Here’s how a title loan would work:

  1. A potential borrower submits an application for a title loan along with proof of ownership of their vehicle
  2. A lender reviews your application and makes an approval decision
  3. If approved, you hand over your car title and the lender hands over the requested amount of money to be borrowed
  4. At the end of the loan, you will make a lump sum payment, including any interest or fees, to pay back the debt and your title will be returned

Be aware that the process sounds simple on the surface, but becomes more complicated when real dollars enter the picture. You may only request a couple thousand dollars, but the average monthly financing fee is 25%, which translates to an average APR of around 300%. This is where the risk of using your vehicle as collateral comes in, as being unable to pay back the loan means you lose your car. 

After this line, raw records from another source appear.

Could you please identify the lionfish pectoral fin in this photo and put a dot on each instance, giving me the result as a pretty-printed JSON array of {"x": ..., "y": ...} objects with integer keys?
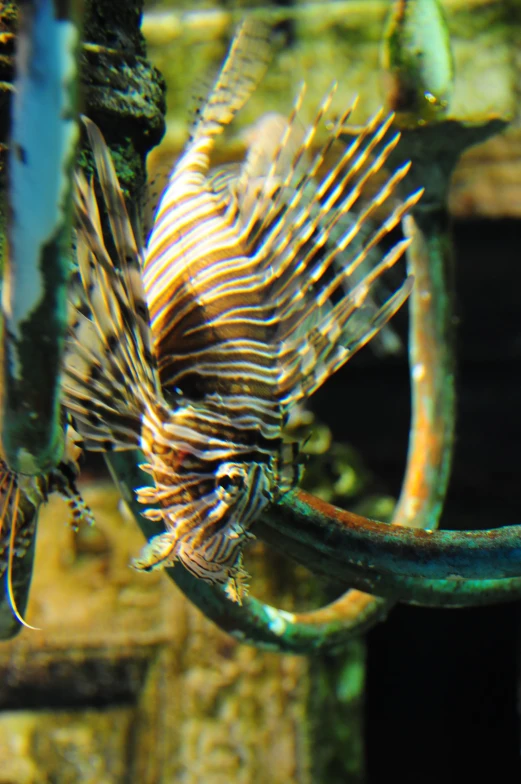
[
  {"x": 158, "y": 553},
  {"x": 240, "y": 74},
  {"x": 109, "y": 368}
]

Pros and Cons of a Title Loan

All forms of debt have their specific pros and cons, with title loans not being an exception. Here are some of the key points to consider when determining whether or not a title loan is right for you:

Pros of Title Loans

  • Quick access to much needed funds
  • Little information required for the application process
  • Smaller sums of money available for borrowing, with the average amount being 25-50% of your vehicle value

Cons of Title Loans

  • The risk of needing to take out a loan just to pay a title loan back
  • Far higher interest rates and overall APR
  • Decreased repayment terms
  • The risk of potentially losing your vehicle 

The decision of whether or not to take out a title loan should not be made lightly considering the risk. This type of loan should only be considered if you are 100% certain you can make the lump sum payment, including all fees and interest, on time and in full. 

How Do You Get a Car Title Loan?

Assuming you are leaning towards taking out a title loan, there are a few pieces of information you will need for the application process:

  1. Your name, address, and other personal information will be required
  2. Potentially a credit check or proof of income, but these are lender-to-lender items
  3. Proof of ownership for your vehicle and a lien-free title

The above items are typically all that is required for a title loan application, which is partially what makes it such an enticing form of financing. However, remember that a simple application doesn’t equate to less risk. 

Alternatives to Car Title Loans

In the event you determine that a car title loan isn’t right for you and you are curious as to other options to consider, here are some of the most common alternatives to car title loans

  • Take on an extra job: While taking on a second job isn’t always ideal, it’s a debt-free way to get access to extra cash. This method is best when cash is needed in the near future, but not necessarily right now. 
  • Reach out to friends and family: If the emergency expense you need money for is relatively small, consider discussing with your friends and family about whether or not they would be willing to help out. 
  • Short-term traditional loan: Don’t avoid applying to a standard loan simply because of a low credit score. Due to the favorable interest rates offered, consider submitting for a small loan with a bank.
  • Use a credit card: Assuming your credit limit permits, putting a couple thousand on a credit card will provide you with longer repayment and a lower APR than a title loan. Just be sure to pay off the credit card debt as soon as possible.

Find financing that suits your needs

Financing is available to those with lower credit scores and title loans are one potential option to consider. Assuming you can meet the repayment of the title loan in one lump sum with all interest, this can be an excellent way to get quick access to cash. If you aren’t sure about your ability to repay the loan, consider alternative options to avoid falling into a cycle of debt.